Chrzan mostra di aver raccolto la lezione di Shoah, i sopravvissuti siamo noi e i film di Lanzmann ci rendono testimoni di qualcosa che continua a riguardarci.
Chrzan guarda da testimone e la sua cittadinanza polacca favorisce un’attenzione ulteriore, perché sollecitata dall’essere figlio di quei luoghi che videro l’orrore più da vicino di altri.
“L’azione comincia a 80 km a nord ovest di Lodz, nel cuore di una regione un tempo a forte popolazione ebraica. Chelmno fu in Polonia la località del primo sterminio di ebrei col gas. Ebbe inizio il 7 dicembre 1941”.

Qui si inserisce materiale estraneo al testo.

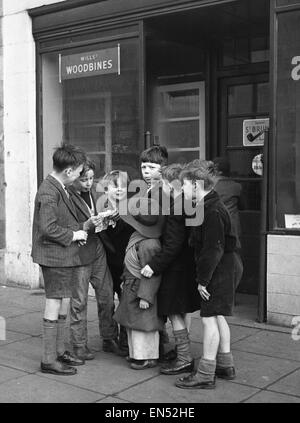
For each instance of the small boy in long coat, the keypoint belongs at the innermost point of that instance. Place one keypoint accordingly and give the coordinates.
(137, 310)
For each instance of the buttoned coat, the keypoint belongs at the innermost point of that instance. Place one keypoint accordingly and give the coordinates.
(54, 221)
(92, 249)
(128, 313)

E’ l’ incipit della sterminata opera di Lanzmann. Da qui è bene che cominci chiunque intenda occuparsi della Shoah.
When I am laid in earth di Henry Purcell domina il finale, marce popolari tradizionali accompagnano qua e là l’azione, Aleksandra Zakrzewska, music supervisor,collabora egregiamente allo straniamento che nasce fin dal titolo.Il klezmer è la musica dell’identità ebraica. Bandita, come la vita. Ne resta un barlume fioco nel povero corpo disteso sul carro, immobile e silenziosamente avviato alla morte.
In vita, dicono fra loro le ragazze, era un bravo violinista molto conosciuto in paese.